The essence of how the dilemma is solved is that what would otherwise be:
- the trustee's obligation to oversee the underlying company and, where necessary, to intervene in its management can be entirely negated or partially limited;
- the trustee's powers, as shareholder, in relation to voting the "designated shares" and appointment and removal of directors through voting the shares can be limited and defined in what are known as "office of director rules";
- the trustee's obligation to consider, for example, selling the designated shares and investing in less risky assets can be removed by an obligation to retain the shares indefinitely or only to dispose of them with the consent of the directors of the company or other persons named; and
- any vested beneficiaries' rights, under the rule in Saunders v Vautier (1841) 49 ER 282, to wind up the trust are dis-applied for twenty years.

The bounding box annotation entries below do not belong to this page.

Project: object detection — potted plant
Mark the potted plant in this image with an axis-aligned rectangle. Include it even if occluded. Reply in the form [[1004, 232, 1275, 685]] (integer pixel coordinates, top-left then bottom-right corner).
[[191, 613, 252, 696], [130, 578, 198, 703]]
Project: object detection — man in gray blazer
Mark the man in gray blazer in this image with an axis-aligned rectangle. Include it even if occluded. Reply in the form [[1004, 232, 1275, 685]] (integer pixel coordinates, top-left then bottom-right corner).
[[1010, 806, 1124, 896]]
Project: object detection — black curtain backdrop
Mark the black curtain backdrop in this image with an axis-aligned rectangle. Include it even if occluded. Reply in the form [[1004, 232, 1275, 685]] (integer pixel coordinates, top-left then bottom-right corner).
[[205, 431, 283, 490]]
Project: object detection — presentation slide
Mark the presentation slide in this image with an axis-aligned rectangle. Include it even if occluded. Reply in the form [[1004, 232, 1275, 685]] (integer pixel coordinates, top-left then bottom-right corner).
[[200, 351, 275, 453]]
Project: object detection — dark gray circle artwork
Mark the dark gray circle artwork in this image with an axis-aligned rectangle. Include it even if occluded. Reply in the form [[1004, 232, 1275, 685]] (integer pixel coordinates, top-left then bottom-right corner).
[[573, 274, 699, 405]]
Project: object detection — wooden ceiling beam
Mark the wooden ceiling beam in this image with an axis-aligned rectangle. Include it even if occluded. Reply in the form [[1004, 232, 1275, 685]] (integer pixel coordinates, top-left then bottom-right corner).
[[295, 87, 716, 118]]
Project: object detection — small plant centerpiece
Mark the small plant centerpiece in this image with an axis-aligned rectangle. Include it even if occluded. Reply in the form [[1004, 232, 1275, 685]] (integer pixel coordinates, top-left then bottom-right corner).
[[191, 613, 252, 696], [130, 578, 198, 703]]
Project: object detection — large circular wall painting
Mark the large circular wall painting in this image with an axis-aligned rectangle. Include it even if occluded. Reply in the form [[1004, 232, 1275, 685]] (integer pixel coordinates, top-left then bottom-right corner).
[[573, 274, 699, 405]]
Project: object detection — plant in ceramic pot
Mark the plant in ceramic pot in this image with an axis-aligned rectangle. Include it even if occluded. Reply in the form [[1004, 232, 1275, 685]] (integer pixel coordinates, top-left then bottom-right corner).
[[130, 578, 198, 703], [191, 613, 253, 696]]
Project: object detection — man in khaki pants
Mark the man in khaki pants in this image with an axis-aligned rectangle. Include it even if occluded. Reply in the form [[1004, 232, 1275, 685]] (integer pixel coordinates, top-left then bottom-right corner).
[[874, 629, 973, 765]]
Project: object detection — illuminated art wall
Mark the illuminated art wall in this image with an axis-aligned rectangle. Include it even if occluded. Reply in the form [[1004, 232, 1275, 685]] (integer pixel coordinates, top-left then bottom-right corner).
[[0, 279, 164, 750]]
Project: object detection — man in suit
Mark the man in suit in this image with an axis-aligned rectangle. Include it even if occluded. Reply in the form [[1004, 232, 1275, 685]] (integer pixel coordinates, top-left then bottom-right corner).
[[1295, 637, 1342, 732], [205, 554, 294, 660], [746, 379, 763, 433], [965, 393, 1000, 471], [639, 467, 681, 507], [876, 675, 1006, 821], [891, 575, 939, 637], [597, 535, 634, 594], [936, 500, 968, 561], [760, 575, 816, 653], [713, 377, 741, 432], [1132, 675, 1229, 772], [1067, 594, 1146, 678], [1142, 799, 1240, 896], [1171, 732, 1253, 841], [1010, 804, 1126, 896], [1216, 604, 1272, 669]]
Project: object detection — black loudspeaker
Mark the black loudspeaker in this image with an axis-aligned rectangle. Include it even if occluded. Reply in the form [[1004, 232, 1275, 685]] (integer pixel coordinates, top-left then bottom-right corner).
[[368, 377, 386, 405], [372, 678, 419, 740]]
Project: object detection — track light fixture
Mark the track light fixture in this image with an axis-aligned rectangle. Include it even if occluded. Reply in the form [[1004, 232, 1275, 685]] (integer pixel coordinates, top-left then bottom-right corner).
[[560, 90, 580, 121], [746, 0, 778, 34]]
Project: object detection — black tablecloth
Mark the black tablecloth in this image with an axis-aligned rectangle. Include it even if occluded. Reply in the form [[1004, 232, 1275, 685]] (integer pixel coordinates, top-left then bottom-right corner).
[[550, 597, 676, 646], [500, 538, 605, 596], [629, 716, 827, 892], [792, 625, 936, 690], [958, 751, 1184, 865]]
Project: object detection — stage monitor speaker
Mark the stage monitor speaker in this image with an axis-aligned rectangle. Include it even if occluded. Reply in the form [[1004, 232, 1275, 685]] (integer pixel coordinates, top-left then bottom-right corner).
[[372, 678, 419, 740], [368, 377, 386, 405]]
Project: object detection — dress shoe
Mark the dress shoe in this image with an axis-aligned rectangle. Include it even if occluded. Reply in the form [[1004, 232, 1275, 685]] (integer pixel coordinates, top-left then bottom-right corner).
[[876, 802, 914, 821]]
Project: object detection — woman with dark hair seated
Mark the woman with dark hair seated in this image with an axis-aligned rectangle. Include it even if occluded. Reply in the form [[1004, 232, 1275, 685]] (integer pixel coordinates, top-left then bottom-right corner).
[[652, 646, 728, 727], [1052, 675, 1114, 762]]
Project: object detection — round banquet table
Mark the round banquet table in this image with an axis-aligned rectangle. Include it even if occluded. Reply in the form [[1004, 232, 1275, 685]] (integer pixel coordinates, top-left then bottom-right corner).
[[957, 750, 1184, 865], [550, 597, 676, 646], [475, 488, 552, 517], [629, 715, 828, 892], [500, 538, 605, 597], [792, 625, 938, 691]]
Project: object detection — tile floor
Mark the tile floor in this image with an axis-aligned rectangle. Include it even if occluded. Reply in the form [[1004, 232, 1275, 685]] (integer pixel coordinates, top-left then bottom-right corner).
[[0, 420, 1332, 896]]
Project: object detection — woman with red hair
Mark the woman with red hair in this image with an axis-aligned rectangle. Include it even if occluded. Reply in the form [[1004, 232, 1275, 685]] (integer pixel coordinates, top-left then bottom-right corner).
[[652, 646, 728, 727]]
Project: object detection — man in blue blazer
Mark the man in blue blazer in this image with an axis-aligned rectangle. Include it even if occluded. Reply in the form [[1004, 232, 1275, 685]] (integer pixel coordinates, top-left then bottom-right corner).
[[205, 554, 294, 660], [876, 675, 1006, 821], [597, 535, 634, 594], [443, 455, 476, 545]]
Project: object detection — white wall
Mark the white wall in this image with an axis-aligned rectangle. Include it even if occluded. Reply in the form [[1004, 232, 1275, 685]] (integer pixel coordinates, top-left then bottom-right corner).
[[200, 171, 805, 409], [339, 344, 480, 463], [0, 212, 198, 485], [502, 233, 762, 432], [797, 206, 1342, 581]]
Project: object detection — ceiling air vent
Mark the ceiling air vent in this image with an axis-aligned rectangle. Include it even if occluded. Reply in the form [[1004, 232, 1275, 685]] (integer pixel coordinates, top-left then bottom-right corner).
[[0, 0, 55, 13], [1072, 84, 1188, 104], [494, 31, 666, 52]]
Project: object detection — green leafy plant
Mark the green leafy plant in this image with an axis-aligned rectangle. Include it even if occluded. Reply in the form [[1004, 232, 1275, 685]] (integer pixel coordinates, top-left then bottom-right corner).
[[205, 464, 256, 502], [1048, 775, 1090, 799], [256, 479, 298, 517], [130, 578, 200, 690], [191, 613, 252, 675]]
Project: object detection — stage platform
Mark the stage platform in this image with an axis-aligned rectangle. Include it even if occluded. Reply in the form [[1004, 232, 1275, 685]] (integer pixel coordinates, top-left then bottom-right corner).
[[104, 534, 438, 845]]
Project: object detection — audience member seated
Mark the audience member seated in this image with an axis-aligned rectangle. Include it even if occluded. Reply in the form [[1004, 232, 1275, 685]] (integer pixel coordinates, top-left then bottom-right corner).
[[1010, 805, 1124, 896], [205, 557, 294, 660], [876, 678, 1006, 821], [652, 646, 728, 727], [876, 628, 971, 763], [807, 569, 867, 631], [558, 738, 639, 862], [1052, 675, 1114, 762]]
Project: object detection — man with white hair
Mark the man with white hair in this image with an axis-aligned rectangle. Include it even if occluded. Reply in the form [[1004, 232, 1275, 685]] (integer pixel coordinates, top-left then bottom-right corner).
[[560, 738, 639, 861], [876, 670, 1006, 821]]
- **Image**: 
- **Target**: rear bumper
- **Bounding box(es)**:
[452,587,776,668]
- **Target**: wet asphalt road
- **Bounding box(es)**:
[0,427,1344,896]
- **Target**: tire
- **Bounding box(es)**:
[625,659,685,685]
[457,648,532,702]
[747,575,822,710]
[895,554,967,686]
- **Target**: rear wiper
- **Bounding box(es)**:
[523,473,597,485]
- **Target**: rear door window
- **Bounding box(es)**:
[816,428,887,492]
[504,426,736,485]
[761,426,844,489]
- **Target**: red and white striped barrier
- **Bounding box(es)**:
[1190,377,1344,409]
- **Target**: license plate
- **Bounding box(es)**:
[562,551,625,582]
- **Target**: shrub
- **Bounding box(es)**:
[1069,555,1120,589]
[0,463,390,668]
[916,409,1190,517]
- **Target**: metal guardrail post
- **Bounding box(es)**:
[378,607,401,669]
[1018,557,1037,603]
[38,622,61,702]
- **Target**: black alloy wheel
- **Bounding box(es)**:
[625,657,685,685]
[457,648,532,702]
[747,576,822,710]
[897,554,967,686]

As might be imagined, the solution required various safeguards and other related specific statutory provisions:
- at least one of the trustees of a VISTA trust must be a BVI company licensed under the Banks and Trust Companies Act, or a BVI private trust company;
- VISTA does not apply to all BVI trusts, it must be specifically stated in the trust instrument to apply (however BVI trusts which were not originally VISTA trusts may be converted);
- VISTA applies to the designated shares in a BVI company (or companies) only (hence most VISTA trusts are structured so that all assets are held through an underlying BVI company);
- the trust deed may specify "permitted grounds for complaint" in which an "interested person, may require the trustee to intervene in the management of the company under an "intervention call";
- the interested persons, the directors and any person who should be a director of the underlying company have the power to apply to the court if the trustee breaches its duties or obligations under VISTA;
- where retention of the shares is no longer compatible with the wishes of the settlor, any interested person may apply to the court for permission for the shares to be sold or disposed of; and
- where it is necessary to ascertain the wishes of the settlor, there is an obligation to consult the settlor or, if this is impractical or the settlor is deceased, account must be taken of the settlor's communicated wishes or what those wishes would most likely have been.
In addition to all the usual good and valid reasons for establishing a trust, VISTA trusts have proven particularly useful for trusts to hold underlying companies where, for instance:
- the settlor has control over investments in an investment account held by the company;
- the underlying company holds family operating companies or other such potentially risky assets or assets which the settlor would not wish disposed of; and
- the VISTA trust is also structured as a BVI purpose trust and the underlying company is a BVI private trust company.